Destes todos assinale-se ainda que apenas Inception e How To Train Your Dragon são ideias originais. Todos os outros são sequelas ou adaptações de livros. Tal como na tradição dos seriados do studio system, os filmes por episódios estão na moda. É uma maneira de reduzir o risco do investimento, apostando no reconhecimento de personagens e histórias familiares do público.

Voltando ao tal genérico, lembro-me de ver pelo menos uma meia dúzia de empresas de base tecnológica que trabalharam na feitura do filme. É cada vez mais comum, hoje em dia. Programadores, animadores, técnicos especializados nos quatro cantos do mundo contribuem para dar vida a um filme em que a imagem de síntese é a matéria plástica. E nas salas de cinema, claro, as receitas por espetador crescem com o 3D.

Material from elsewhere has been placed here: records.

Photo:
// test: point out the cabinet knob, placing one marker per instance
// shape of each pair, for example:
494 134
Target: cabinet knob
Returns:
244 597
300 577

A aposta nos autores e na sua criatividade, na sua autonomia, a nova vaga europeia e os novos autores americanos que marcaram o pós-studio system parecem ter-se diluído num novo sistema integrado em que a linha comum é… a tecnologia. Não é, como nos idos do século XX, um projeto económico e industrial de entretenimento, é uma tendência tecnológica em que a produção e distribuição encontram âncora.

Se olharmos para o gráfico, o número de filmes estreados por género na última década traduz perfeitamente isto. Géneros tradicionais como o drama, a comédia, o thriller, encontram-se em decadência, substituídos por espetáculos visuais onde dominam, evidentemente, os filmes para crianças, a ação, a ficção científica e a fantasia.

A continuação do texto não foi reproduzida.